I had read that that was a theory but that it hadn't held up on examination. And this report says..
"In a study of bone marrow biopsy specimens from healthy subjects analyzed using the modified Bauermeister scheme, which grades the degree of reticulin/collagen on a scale from 0 to 4, 19% were found to be grade 0 (no reticulin fibers), 76% were grade 1 (occasional fine fibers), 5% were grade 2 (fine fibers throughout section), and none was grade 3 (diffuse fiber network, scattered coarse fibers) or grade 4 (same as grade 3 but with areas of collagenization [positive trichrome stain]). In a retrospective analysis of bone marrow biopsies from 40 patients with ITP (no prior treatment with TPO mimetics), the distribution of reticulin grades was similar to healthy subjects: 38% were grade 0, 50% were grade 1, 13% were grade 2, and none was grades 3 or 4.

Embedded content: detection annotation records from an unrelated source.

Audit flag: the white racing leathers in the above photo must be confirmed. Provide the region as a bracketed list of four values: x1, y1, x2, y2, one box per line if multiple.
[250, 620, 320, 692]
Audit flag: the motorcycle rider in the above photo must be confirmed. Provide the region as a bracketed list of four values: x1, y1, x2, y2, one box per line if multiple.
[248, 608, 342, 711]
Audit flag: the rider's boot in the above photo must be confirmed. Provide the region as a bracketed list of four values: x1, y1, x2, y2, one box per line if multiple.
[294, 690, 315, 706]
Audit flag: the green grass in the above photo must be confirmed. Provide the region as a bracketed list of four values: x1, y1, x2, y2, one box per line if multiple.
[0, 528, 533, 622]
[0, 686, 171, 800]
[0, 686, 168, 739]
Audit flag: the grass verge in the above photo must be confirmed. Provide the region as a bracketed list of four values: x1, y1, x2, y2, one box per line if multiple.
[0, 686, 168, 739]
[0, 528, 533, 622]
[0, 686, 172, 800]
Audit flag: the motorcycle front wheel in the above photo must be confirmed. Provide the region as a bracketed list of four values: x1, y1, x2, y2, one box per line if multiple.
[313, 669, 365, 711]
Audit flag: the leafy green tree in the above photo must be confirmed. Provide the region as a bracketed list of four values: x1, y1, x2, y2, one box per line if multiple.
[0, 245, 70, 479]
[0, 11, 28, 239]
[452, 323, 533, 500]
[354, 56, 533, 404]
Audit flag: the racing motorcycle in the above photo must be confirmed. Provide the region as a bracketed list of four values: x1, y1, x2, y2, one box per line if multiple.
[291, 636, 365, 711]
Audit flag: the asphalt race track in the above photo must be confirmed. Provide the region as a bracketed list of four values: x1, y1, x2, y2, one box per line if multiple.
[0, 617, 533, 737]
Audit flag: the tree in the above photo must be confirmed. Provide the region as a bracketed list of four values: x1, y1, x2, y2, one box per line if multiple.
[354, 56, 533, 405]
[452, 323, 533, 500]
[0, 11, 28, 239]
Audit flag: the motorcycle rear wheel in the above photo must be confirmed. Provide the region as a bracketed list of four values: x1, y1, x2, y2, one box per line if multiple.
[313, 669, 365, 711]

bloodjournal.hematologylibrary.org/content/114/18/3748.full
Maybe your doctor is ultra cautious but with romiplostim they check the blood film every time they take blood in order to check for odd shaped cells. They can tell from that if the marrow needs looking at. They don't do biopsies routinely.
It might be interesting to ask about it as a question to be answered at the conference to see what the latest thinking is. I believe you can email questions to Shirley at the Association now.
Edited post to add that the theory was that it was the high number of megakaryocytes that caused the reticulin formation. I think the theory has fallen somewhat because they now know that ITP doesn't really cause a greater number of megakaryocytes to be made.